Showing posts with label Sony. Show all posts
Showing posts with label Sony. Show all posts

Friday, 1 February 2008

Mobile Phone round-up

As with any passing technological fad, mobile phones are here to stay. Nothing screams “2008” more than the sight of a pensioner in a coffee shop shouting down her phone at her investment banker, or a toddler hitting a bemused dog with a Nokia 9900 Series. The latest phones to hit your pocket are reviewed now!

First off, the Samsung Happy Slapper V310 SE comes with a video recorder that allows ultra-close zoom, allowing you to perfectly capture those grimaces of pain from the stranger that your mates just punched in the back of the head. The phone also comes with the latest in ‘Rascal Escape’ technology; pressing a certain combination of buttons releases an oil slick or an eruption of ball bearings, should you get chased by you slapped victim or the police. Oh, and apparently it takes phone calls.

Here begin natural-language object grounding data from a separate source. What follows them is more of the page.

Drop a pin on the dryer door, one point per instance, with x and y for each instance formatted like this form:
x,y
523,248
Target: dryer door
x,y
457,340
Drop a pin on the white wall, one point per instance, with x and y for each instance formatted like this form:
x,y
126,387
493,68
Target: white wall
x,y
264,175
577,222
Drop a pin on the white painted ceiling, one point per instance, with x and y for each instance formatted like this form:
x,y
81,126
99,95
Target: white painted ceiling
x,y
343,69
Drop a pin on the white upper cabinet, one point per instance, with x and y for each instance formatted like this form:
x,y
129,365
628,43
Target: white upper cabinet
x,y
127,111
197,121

New from Sony is the DigiPuzzle 5500i. It holds up to 50,000 songs, views web pages and can even create spreadsheets using a special knob, but only if you can release it from a cunning array of metallic brain-teasing puzzles. And hurry! If you fail to free it from the trap within two weeks of purchase, it will explode. Once you’ve got the phone out of the puzzle box casing, each call can only be received by answering three riddles correctly. This is THE phone for crossword puzzle enthusiasts.

Tomy have released a phone especially aimed at neonates. It comes in a choice of three bright colours and has a big smiley face on it. Made in China, it is incredibly dangerous for your child if they put it in their mouth, but, let’s face it, if you have a child who puts things in their mouth all the time, it’ll just be a matter of years before they’ve stabbed themselves in the face with a breadknife, isn’t it? Evolution, kids! Don’t put random objects in your mouth, or you’ll be removed from the gene pool!

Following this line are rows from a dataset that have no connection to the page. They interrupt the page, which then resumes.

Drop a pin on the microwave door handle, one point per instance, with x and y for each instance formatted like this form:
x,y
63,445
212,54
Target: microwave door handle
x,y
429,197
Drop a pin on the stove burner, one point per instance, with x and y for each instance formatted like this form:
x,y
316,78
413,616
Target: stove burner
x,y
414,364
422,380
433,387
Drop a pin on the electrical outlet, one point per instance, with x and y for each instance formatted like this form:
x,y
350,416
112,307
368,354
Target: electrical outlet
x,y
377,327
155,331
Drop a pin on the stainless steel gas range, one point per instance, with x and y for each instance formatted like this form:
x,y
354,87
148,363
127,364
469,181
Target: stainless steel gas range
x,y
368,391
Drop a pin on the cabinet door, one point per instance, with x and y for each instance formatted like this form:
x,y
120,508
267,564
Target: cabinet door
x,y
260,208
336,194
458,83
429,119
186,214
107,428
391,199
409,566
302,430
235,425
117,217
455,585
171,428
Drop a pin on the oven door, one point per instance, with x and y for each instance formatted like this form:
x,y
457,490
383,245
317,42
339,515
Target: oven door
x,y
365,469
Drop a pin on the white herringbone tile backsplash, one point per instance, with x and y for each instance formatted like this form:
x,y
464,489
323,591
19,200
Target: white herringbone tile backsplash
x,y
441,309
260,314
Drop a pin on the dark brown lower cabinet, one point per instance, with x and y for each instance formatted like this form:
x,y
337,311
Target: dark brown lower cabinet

Finally, a new phone from Nokia secretes an artificially created hormone that makes you feel guilty whenever you tell a lie. The OmniPot CDMB6 also makes horrendous crying noises when you eat snack food, shows a picture of Jesus looking stern if you think impure thoughts and plays a video of your parents having sex if you’re about to cheat on your spouse. This phone comes in grey and black and will be a mandatory accessory in America from June.

Thursday, 13 September 2007

Music Review Review

David Trebuchet, the highly regarded music reviewer from the San Francisco Corinthian newspaper, has done it again! He recently turned his erudite pen and scathing wit upon the latest teen-marketed pop sensation, and the results are nothing short of genius.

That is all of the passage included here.